Según los expertos citados por el medio, el déficit resultante sería el segundo mayor de la historia reciente del país, solo superado por el registrado en contextos de crisis severas. Esa magnitud, advirtieron, deja al Gobierno con un margen estrecho para maniobrar en materia de ingresos y compromete la capacidad de respuesta frente a choques externos o internos.
El Presupuesto General de la Nación es la herramienta mediante la cual el Ejecutivo distribuye los recursos públicos entre ministerios, entidades y programas. Su elaboración parte de los ingresos corrientes de la Nación, la deuda y otras fuentes, y debe ser discutido y aprobado por el Congreso. La proyección de déficit, en ese marco, refleja la diferencia entre lo que el Estado planea gastar y los ingresos que espera percibir.
Para los analistas, la pregunta central no es solo cuánto será el desbalance, sino de dónde provendrán los recursos que lo cubran. Entre las opciones habituales están los tributos, el endeudamiento interno y externo, la venta de activos o la reducción de gastos. Cada una de esas rutas, señalan, tiene efectos distintos sobre la economía, los inversionistas y los ciudadanos.
La reacción de Wall Street, según Infobae, refleja la atención que el manejo fiscal de Colombia recibe en los mercados de deuda y de capitales. Una calificación de la deuda, el precio de los bonos y la llegada de inversión externa suelen verse afectados por la percepción de riesgo soberano, que depende en buena parte de la sostenibilidad de las cuentas públicas.

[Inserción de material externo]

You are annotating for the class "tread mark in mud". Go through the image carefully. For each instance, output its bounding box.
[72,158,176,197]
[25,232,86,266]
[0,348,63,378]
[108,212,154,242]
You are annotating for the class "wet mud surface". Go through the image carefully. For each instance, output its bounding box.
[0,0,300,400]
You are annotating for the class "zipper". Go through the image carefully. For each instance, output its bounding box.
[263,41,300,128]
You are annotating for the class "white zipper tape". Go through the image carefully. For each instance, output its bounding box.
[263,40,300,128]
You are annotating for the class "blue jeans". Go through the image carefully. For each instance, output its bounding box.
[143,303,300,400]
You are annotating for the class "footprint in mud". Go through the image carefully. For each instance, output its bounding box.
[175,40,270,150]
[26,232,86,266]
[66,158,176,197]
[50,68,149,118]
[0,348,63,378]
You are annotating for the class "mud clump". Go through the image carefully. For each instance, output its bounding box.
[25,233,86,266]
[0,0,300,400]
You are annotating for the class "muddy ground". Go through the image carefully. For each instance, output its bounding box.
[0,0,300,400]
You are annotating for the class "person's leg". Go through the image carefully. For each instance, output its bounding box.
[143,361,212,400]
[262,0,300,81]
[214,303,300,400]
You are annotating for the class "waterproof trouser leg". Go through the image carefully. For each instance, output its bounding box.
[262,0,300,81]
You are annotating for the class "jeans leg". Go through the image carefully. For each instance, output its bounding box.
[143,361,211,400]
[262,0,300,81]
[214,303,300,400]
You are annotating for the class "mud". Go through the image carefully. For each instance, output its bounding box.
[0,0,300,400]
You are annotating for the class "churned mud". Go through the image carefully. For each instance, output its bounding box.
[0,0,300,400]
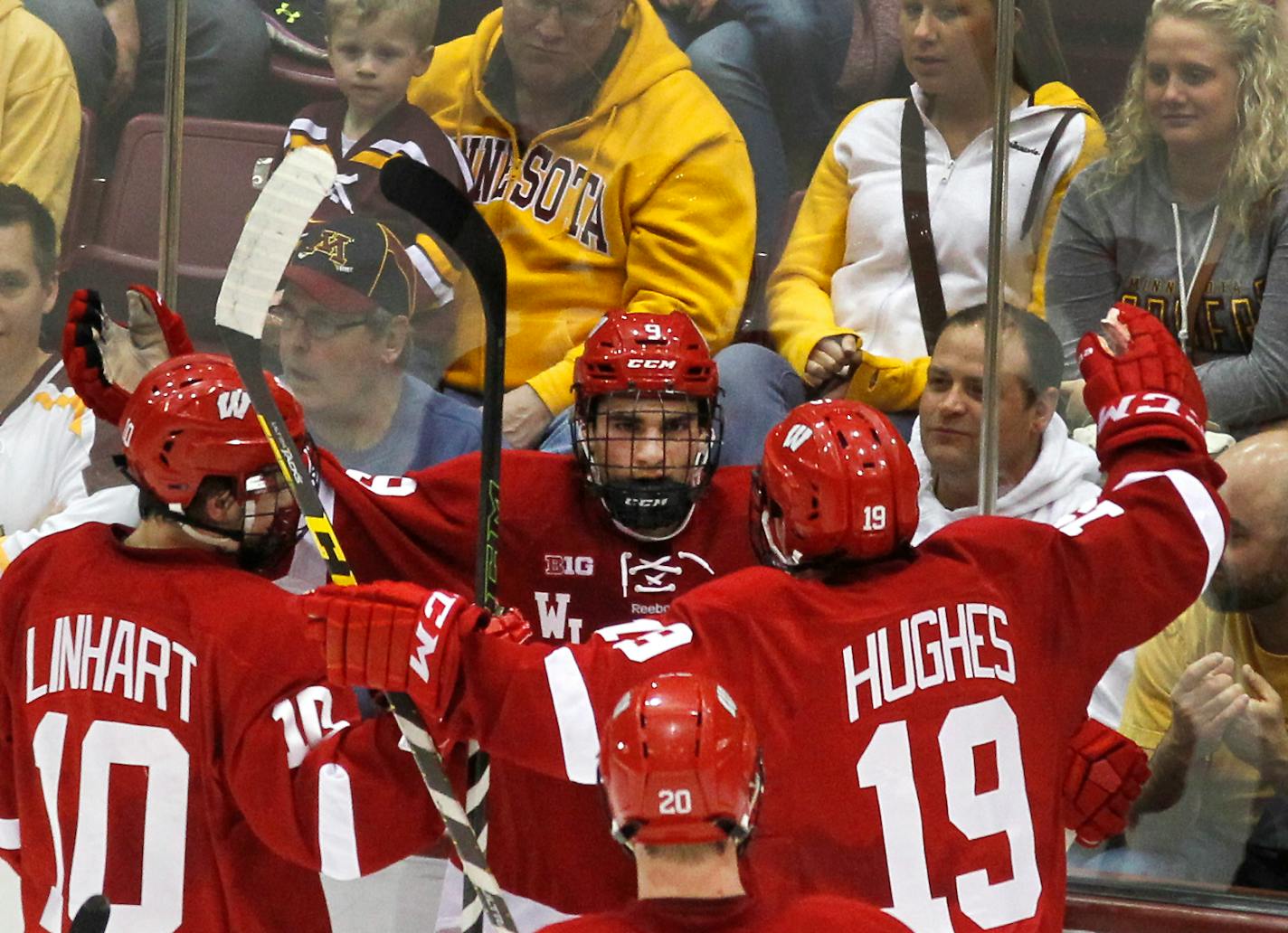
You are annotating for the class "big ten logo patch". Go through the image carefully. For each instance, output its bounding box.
[215,389,250,420]
[546,553,595,577]
[620,551,716,599]
[461,137,611,256]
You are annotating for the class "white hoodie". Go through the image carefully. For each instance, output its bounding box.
[909,414,1136,729]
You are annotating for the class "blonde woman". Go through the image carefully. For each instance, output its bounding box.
[769,0,1103,426]
[1047,0,1288,432]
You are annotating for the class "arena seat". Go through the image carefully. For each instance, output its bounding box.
[63,115,286,349]
[58,107,106,273]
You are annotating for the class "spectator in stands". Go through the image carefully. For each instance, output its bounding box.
[909,305,1132,727]
[0,0,81,232]
[543,673,908,933]
[1103,429,1288,882]
[1047,0,1288,432]
[654,0,855,251]
[283,0,468,381]
[769,0,1103,429]
[411,0,790,463]
[0,184,139,572]
[274,216,483,475]
[27,0,270,124]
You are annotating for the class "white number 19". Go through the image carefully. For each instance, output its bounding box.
[857,696,1042,933]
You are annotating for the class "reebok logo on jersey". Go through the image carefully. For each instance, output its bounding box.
[546,553,595,577]
[215,389,250,420]
[783,425,814,453]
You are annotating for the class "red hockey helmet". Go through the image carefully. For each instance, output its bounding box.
[572,310,721,537]
[572,309,720,405]
[121,353,307,569]
[751,401,918,569]
[599,674,762,845]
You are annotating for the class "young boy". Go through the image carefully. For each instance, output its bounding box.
[283,0,469,306]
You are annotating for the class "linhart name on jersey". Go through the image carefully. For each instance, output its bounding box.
[841,602,1015,722]
[461,135,611,256]
[27,613,197,722]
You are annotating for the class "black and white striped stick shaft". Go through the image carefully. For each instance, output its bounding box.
[215,148,516,933]
[380,158,507,933]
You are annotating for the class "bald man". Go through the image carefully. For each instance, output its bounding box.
[1103,429,1288,884]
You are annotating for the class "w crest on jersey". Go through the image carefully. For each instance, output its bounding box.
[215,389,250,420]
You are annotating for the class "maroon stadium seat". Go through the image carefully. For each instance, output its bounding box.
[63,115,286,347]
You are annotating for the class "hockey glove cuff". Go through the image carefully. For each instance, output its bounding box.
[1064,720,1149,847]
[1078,304,1207,465]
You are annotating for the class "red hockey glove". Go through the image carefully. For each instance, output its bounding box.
[1064,720,1149,847]
[304,580,532,705]
[62,286,194,425]
[1078,304,1207,462]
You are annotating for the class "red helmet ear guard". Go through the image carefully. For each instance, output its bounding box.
[599,674,762,845]
[572,309,720,401]
[751,401,918,569]
[121,353,305,507]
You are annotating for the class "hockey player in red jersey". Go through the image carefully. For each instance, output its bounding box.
[308,307,1225,933]
[0,355,441,933]
[292,311,756,929]
[546,674,908,933]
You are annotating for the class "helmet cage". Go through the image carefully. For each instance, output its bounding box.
[572,390,724,535]
[601,674,763,848]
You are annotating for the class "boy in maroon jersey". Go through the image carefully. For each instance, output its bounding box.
[301,307,1225,933]
[0,353,441,933]
[547,674,908,933]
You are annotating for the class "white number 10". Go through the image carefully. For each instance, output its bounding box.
[31,713,188,933]
[857,696,1042,933]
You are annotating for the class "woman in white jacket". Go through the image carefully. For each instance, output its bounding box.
[769,0,1103,412]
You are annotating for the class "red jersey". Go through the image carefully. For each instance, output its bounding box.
[307,450,756,914]
[545,894,908,933]
[426,449,1225,933]
[0,523,441,933]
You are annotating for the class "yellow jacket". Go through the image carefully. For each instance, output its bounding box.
[408,0,756,412]
[769,82,1103,412]
[0,0,80,231]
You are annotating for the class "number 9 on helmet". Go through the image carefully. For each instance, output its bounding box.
[601,674,762,848]
[751,401,918,569]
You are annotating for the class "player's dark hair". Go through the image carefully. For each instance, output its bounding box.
[0,184,58,285]
[939,305,1064,395]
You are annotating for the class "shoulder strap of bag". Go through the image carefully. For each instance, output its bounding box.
[899,98,948,353]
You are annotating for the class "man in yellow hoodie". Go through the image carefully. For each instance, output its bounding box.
[0,0,80,231]
[408,0,757,447]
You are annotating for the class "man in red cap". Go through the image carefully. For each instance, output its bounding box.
[274,215,483,474]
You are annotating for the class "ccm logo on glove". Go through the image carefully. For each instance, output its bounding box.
[407,589,461,683]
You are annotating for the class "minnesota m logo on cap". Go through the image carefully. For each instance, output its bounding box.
[295,227,353,271]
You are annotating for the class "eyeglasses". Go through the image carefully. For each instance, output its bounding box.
[510,0,619,30]
[268,305,371,340]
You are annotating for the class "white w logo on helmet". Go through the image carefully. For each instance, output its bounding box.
[215,389,250,420]
[783,425,814,453]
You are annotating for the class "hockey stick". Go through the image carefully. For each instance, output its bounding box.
[215,146,514,933]
[380,158,507,933]
[68,894,112,933]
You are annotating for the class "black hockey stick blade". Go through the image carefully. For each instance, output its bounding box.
[71,894,112,933]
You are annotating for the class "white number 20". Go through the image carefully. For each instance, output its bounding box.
[657,787,693,815]
[857,696,1042,933]
[31,713,188,933]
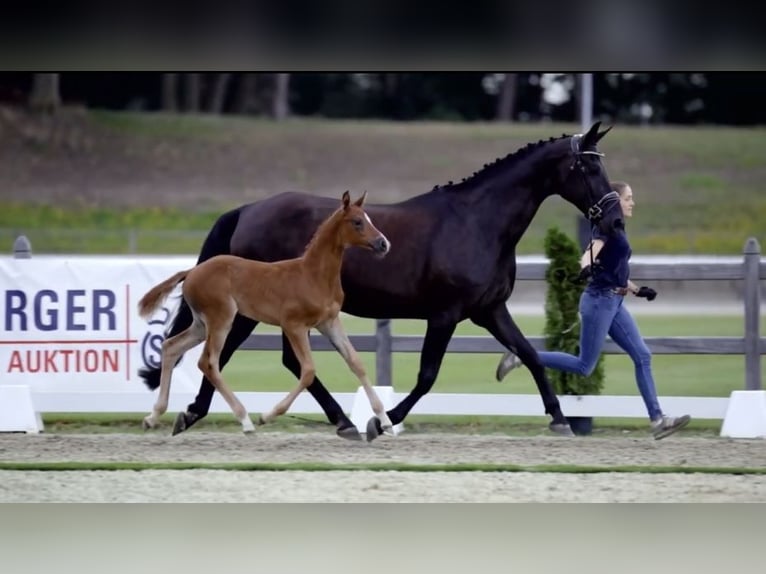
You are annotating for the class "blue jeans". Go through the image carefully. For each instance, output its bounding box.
[538,288,662,420]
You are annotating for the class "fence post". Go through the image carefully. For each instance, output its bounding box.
[744,237,761,391]
[13,235,32,259]
[375,319,391,387]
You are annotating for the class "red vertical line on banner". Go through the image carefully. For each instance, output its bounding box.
[125,285,130,381]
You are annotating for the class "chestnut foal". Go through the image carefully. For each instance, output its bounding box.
[138,191,392,438]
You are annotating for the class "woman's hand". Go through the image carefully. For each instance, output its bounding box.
[636,286,657,301]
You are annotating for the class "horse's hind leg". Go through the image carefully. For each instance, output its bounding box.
[198,308,255,433]
[317,317,394,430]
[258,326,316,424]
[143,317,205,429]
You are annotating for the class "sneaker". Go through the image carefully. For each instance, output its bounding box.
[652,415,691,440]
[495,351,521,382]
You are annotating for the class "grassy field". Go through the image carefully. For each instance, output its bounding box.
[43,315,766,436]
[0,111,766,254]
[218,316,766,397]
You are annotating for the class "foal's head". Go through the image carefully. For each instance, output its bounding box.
[336,191,391,257]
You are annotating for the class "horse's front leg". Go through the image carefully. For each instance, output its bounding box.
[282,332,361,440]
[367,318,457,440]
[471,302,574,436]
[317,317,394,440]
[258,325,316,424]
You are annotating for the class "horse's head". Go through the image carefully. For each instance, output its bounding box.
[557,122,624,233]
[339,191,391,257]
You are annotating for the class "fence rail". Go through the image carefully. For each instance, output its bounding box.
[240,238,766,390]
[14,237,766,424]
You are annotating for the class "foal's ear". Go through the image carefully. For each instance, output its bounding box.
[354,190,367,207]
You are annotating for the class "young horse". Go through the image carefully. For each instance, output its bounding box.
[138,192,393,436]
[139,123,620,439]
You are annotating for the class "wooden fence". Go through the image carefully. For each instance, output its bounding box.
[241,238,766,390]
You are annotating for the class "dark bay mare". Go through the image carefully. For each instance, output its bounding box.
[139,122,621,440]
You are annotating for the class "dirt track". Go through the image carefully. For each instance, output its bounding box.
[0,432,766,502]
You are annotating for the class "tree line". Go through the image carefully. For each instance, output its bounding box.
[0,72,766,125]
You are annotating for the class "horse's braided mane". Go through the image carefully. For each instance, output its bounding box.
[431,134,571,191]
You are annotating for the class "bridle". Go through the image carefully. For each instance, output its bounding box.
[569,134,620,224]
[569,134,620,272]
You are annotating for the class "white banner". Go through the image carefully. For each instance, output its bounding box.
[0,256,207,394]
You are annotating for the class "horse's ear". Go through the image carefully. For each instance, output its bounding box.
[354,190,367,207]
[582,121,612,149]
[596,126,614,141]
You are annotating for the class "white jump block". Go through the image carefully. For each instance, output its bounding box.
[721,391,766,438]
[0,385,43,433]
[351,386,404,436]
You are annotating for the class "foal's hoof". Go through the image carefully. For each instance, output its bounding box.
[172,412,202,436]
[367,417,383,442]
[548,423,575,436]
[335,422,362,440]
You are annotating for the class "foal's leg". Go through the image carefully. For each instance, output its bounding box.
[317,317,394,430]
[258,325,316,424]
[143,317,205,429]
[198,308,255,432]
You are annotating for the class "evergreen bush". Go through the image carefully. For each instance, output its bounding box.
[544,227,604,395]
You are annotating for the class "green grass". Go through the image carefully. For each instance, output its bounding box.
[0,111,766,254]
[43,315,766,437]
[219,315,766,397]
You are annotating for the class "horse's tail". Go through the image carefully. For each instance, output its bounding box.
[138,269,191,319]
[138,208,240,390]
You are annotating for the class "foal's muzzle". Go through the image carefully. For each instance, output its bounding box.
[370,237,391,257]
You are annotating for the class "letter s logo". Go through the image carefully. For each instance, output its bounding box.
[141,307,181,369]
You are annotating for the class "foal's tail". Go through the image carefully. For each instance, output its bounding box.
[138,269,191,319]
[138,208,241,392]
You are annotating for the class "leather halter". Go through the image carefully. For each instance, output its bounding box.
[569,134,620,223]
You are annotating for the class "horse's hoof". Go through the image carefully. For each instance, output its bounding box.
[335,423,362,440]
[367,417,383,442]
[172,412,201,436]
[548,423,575,437]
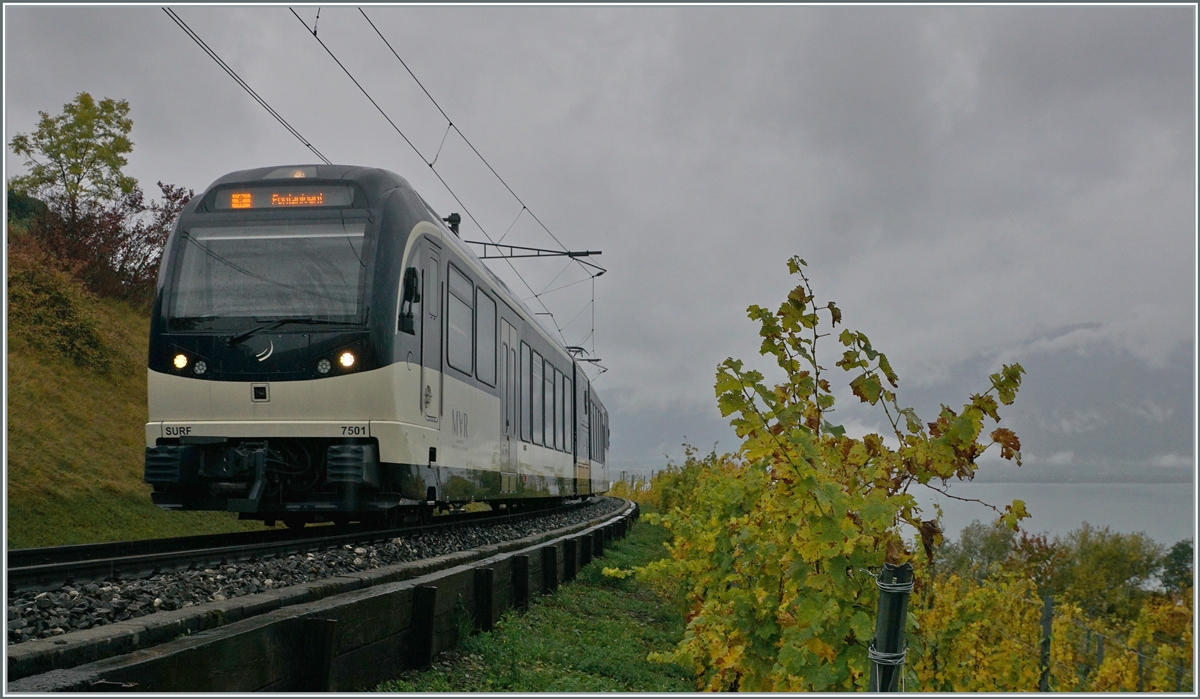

Para los hogares colombianos, un déficit elevado sostenido puede traducirse en presiones sobre la tasa de cambio, el costo del crédito y el precio de los bienes importados. También puede limitar el espacio fiscal para programas sociales, inversión en infraestructura o atención de crisis, dado que una porción creciente del presupuesto queda comprometida con el servicio de la deuda.
En el frente institucional, el debate sobre el presupuesto suele trasladarse al Congreso, donde las comisiones económicas y las plenarias discuten cada rubro. Los analistas recordaron que el resultado final depende del trámite legislativo y de eventuales ajustes que se incorporen durante el debate, lo que puede modificar tanto el tamaño del déficit como su composición.
De manera transversal, los expertos consultados por Infobae subrayaron que el punto decisivo es la fuente de los recursos, no solo el monto del desbalance. Por eso recomendaron que la discusión pública se concentre en la calidad del ajuste, en la protección de la inversión social y en la claridad con la que el Gobierno presente los supuestos macroeconómicos del presupuesto.
Queda por verse cómo evoluciona el trámite del Presupuesto en el Congreso, qué reacciones adicionales surgen desde los mercados y si el Ministerio de Hacienda presenta precisiones sobre la senda de ingresos y gastos. Mientras tanto, la advertencia de Wall Street se suma a la lista de voces que piden mayor transparencia sobre la sostenibilidad fiscal de la propuesta.